Il Rwanda è uno dei maggiori beneficiari del Fondo Globale per la lotta all'Aids, Tubercolosi e Malaria. Negli ultimi quattro anni ha ricevuto dal Fondo stanziamenti pari a 230 milioni di dollari per sette progetti specifici. L'elemento di maggiore interesse è la modalità di intervento: in Rwanda i soldi del Fondo sono stati integrati completamente nel sistema sanitario nazionale, dunque hanno avuto se possibile un'efficacia ancora maggiore che se fossero stati utilizzati per le singole attività mirate alle tre pandemie.
Grazie ai contributi stanziati dal Fondo è stato sviluppato un servizio sanitario con ambulatori nei villaggi. La formazione è stata rivolta specificamente a persone che ricoprivano in precedenza ruoli di leadership nei villaggi. È stato distribuito materiale informativo di facile consultazione, molto utile non solo per le tre patologie di cui si occupa il Fondo ma per un miglioramento generale delle condizioni sanitarie e lo stesso è stato fatto per il personale medico (1 medico ogni 50 mila abitanti, mentre l'Oms ne reputa necessario 1 ogni 10 mila abitanti).
Ancora, il Rwanda è il primo stato africano ad avere applicato una clausola degli accordi Trips (accordi del Wto sulla proprietà intellettuale), in materia di brevetti farmaceutici, che per un Paese in stato di epidemia permette l'importazione di versioni generiche dei farmaci necessari. Se questo progetto dovesse funzionare a pieno regime, si aprirebbero scenari importanti per tutto il continente africano riguardo alla possibilità di "bypassare" (o quasi) le multinazionali farmaceutiche.
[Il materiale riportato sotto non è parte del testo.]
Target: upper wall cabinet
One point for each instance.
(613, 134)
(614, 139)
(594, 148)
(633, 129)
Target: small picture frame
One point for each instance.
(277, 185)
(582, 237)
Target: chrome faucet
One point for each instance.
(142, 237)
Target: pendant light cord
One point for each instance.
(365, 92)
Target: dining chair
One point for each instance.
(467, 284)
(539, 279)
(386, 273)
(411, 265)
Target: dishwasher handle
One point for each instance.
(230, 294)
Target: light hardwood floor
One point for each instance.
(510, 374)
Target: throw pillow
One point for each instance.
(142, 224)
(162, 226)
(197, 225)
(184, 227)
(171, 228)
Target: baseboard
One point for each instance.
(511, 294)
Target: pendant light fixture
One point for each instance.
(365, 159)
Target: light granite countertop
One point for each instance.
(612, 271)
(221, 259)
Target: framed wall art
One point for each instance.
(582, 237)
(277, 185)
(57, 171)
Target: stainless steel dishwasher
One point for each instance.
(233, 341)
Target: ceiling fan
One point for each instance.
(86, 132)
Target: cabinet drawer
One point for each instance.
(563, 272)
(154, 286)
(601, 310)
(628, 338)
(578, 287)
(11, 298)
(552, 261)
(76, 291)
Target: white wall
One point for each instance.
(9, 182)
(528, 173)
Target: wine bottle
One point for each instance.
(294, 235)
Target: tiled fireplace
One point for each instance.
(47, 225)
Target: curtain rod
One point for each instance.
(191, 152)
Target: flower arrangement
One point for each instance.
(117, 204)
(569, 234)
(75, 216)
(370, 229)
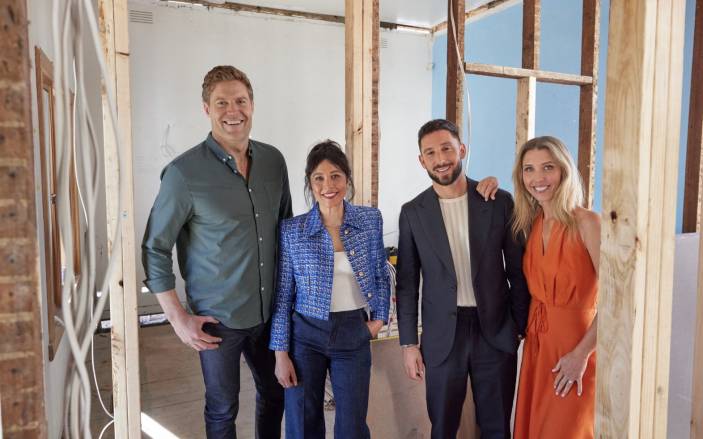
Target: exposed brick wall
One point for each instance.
(21, 376)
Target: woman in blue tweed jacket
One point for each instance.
(332, 298)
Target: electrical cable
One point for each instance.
(78, 149)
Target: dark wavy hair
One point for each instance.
(437, 125)
(331, 151)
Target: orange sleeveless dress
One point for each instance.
(563, 285)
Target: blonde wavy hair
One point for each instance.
(568, 196)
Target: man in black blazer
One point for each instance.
(474, 296)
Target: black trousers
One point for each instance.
(492, 373)
(221, 375)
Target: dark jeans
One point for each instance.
(492, 374)
(340, 345)
(221, 375)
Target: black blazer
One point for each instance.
(423, 249)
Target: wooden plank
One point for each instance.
(590, 48)
(525, 114)
(353, 82)
(636, 268)
(531, 11)
(663, 175)
(478, 12)
(280, 12)
(527, 87)
(22, 398)
(361, 95)
(693, 186)
(519, 73)
(367, 100)
(697, 389)
(123, 286)
(455, 61)
(375, 79)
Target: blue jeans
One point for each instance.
(221, 375)
(340, 345)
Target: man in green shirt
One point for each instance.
(220, 203)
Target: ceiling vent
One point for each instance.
(145, 17)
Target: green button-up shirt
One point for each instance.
(224, 228)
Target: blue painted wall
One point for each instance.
(497, 39)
Tutto ciò dipende però in qualche modo dal motivo centrale della mia visita in Rwanda, ovvero la discussione sugli Epa, gli accordi di partenariato economico tra Unione Europea e Paesi Acp. Attualmente la Europea sta cercando di convincere con ogni mezzo gli stati Acp a firmare gli Epa La maggior parte delle ex colonie, ad oggi, ha deciso di non siglare gli accordi. Se questi venissero applicati, infatti, i Paesi africani sarebbero obbligati ad abbattere i propri dazi doganali (che proteggono i loro prodotti), mentre l'UE manterrebbe le sovvenzioni per l'esportazione dei propri prodotti agricoli: per l'Africa sarà una catastrofe. In un solo anno si stima che il Rwanda perderà oltre 17 milioni di dollari. Un bel modo per cercare di saldare il debito morale dei Paesi ricchi nei confronti del popolo ruandese.